A Consensus-Based Load-Balancing Algorithm for Sharded Blockchains

TL;DR

This paper introduces a distributed, dynamic load-balancing algorithm for sharded blockchains that adapts transaction allocation based on recent workload history to improve scalability and efficiency.

Contribution

It presents a novel consensus-based, fully distributed workload-balancing algorithm specifically designed for sharded blockchains, addressing the challenge of uneven workload distribution.

Findings

Preliminary simulation results show effective workload distribution.

Algorithm adapts to workload variations in real-time.

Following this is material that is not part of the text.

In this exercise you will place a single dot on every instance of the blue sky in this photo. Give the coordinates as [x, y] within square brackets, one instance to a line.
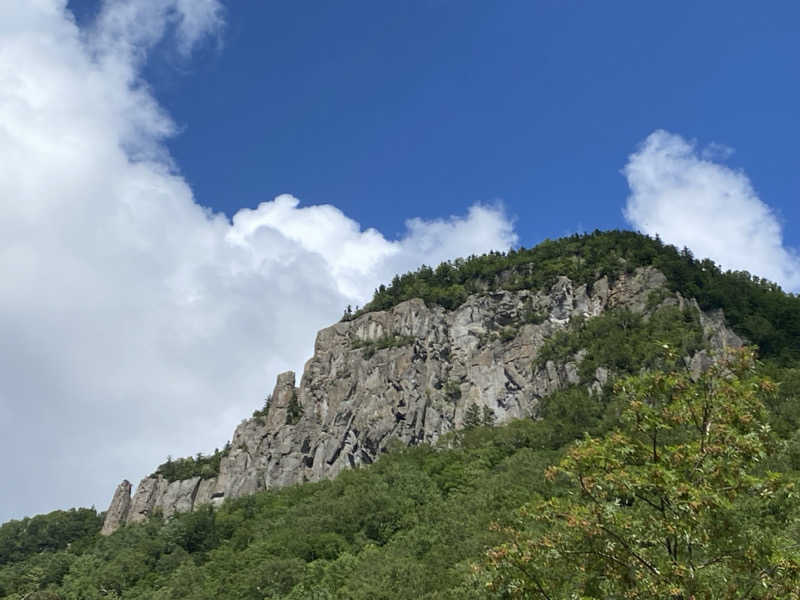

Potential for improved scalability in sharded blockchains.

Abstract

Public blockchains are decentralized networks where each participating node executes the same decision-making process. This form of decentralization does not scale well because the same data are stored on each network node, and because all nodes must validate each transaction prior to their confirmation. One solution approach decomposes the nodes of a blockchain network into subsets called "shards", each shard processing and storing disjoint sets of transactions in parallel. To fully benefit from the parallelism of sharded blockchains, the processing load of shards must be evenly distributed. However, the problem of computing balanced workloads is theoretically hard and further complicated in practice as transaction processing times are unknown prior to be assigned to shards. In this paper we introduce a dynamic workload-balancing algorithm where the allocation strategy of transactions to shards is periodically adapted based on the recent workload history of shards. Our algorithm is an adaptation to sharded blockchains of a consensus-based load-balancing algorithm. It is a fully distributed algorithm inline with network based applications such as blockchains. Some preliminary results are reported based on simulations that shard transactions of three well-known blockchain platforms.